15.787°S, 71.857°W; summit elev. 5960 m
All times are local (unless otherwise noted)
A joint mission by Minard Hall, Escuela Politécnica Nacional, Quito, Ecuador, and scientists from the Instituto Geofísico del Perú (IGP) and the Univ Nacional, San Agustín (UNSA) in Arequipa, was conducted 16-24 June to evaluate the status of activity at Sabancaya. The following is Hall's report on the mission (translated by John Ewert) which supplements information in 15:5-6.
"The first indication of the reactivation . . . began in December 1986 with the appearance of summit crater fumarolic activity, which increased during 1988. In June and July 1987, a swarm of felt earthquakes was reported in the region but could not be confirmed. During a visit to the area by the [USGS] Volcano Disaster Assistance Program and the author in June 1988, the inhabitants of Huanca (25 km S from Sabancaya) reported that nothing new had occurred at the volcano other than an increase in summit fumarolic activity.
"On 28 May 1990, the inhabitants of the region informed Civil Defense of an eruption . . . consisting of a steam and ash plume that ascended several kilometers above the volcano. IGP and UNSA were informed at the same time. More intense activity was reported 2-4 June, leaving a thin (1 mm) deposit of ash in the valley E of the volcano. From 12 June until this writing (23 June) the volcano has apparently shown the same level of activity, consisting of violent emission of gases and ash forming a light-gray to medium-gray cloud that rose 2-3 km above the summit. Emissions lasted less than a minute before stopping and typically occurred every 20-30 minutes. Between emissions the volcano maintained a vapor plume several hundred meters high.
"During the mission a trace of gray ash fell over an extensive area to the N, NE, and E of Sabancaya, causing considerable worry among the inhabitants. Nevertheless, the quantity of ash that has fallen since 12 June is not significant and we confirmed that only 1 cm of ash had accumulated at the E foot of the cone since that date. All of the cone, including its snow and ice, is covered with several centimeters of ash. The two neighboring volcanoes are also covered with a trace of gray ash. It should be noted that neither of these neighboring volcanoes are displaying abnormal activity."
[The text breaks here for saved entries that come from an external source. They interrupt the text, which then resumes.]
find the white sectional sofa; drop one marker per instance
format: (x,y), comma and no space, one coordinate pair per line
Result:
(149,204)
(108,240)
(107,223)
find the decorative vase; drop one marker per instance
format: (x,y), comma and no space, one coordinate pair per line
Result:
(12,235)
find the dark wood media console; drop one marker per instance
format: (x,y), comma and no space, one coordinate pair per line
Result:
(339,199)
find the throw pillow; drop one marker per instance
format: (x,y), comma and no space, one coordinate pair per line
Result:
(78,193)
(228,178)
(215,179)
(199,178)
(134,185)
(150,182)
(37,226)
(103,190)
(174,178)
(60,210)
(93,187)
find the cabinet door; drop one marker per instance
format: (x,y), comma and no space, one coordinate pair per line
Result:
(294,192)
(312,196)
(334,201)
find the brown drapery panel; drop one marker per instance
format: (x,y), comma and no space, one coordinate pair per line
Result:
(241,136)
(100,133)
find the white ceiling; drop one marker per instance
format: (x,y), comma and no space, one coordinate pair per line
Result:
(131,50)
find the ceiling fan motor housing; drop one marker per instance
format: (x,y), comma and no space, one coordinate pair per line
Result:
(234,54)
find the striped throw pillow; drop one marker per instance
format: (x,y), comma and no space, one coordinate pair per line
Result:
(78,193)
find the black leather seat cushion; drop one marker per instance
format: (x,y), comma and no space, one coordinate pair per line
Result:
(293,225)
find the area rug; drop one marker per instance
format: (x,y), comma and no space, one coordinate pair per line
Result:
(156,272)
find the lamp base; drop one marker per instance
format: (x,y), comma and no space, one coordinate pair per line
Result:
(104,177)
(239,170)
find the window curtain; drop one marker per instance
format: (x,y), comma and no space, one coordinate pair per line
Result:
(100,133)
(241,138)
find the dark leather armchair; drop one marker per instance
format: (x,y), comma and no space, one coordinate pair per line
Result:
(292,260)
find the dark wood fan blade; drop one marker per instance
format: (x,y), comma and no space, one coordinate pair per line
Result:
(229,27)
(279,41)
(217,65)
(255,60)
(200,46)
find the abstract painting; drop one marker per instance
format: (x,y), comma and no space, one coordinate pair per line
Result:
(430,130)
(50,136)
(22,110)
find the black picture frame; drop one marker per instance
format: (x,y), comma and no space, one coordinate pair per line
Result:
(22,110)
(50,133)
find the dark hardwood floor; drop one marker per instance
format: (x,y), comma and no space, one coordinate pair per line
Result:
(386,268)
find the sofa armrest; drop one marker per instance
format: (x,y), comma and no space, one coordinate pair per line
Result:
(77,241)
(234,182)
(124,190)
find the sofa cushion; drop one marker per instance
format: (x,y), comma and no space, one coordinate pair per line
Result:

Since the time of Hall's report, there has been a gradual decrease in activity (column height and frequency of explosive events) at Sabancaya.
Geologic Background. Sabancaya, located in the saddle NE of Ampato and SE of Hualca Hualca volcanoes, is the youngest of these volcanic centers and the only one to have erupted in historical time. The oldest of the three, Nevado Hualca Hualca, is of probable late-Pliocene to early Pleistocene age. The name Sabancaya (meaning "tongue of fire" in the Quechua language) first appeared in records in 1595 CE, suggesting activity prior to that date. Holocene activity has consisted of Plinian eruptions followed by emission of voluminous andesitic and dacitic lava flows, which form an extensive apron around the volcano on all sides but the south. Records of historical eruptions date back to 1750.
Information Contacts: M. Hall, Instituto Geofísico, Quito, Ecuador; N. Banks, CVO.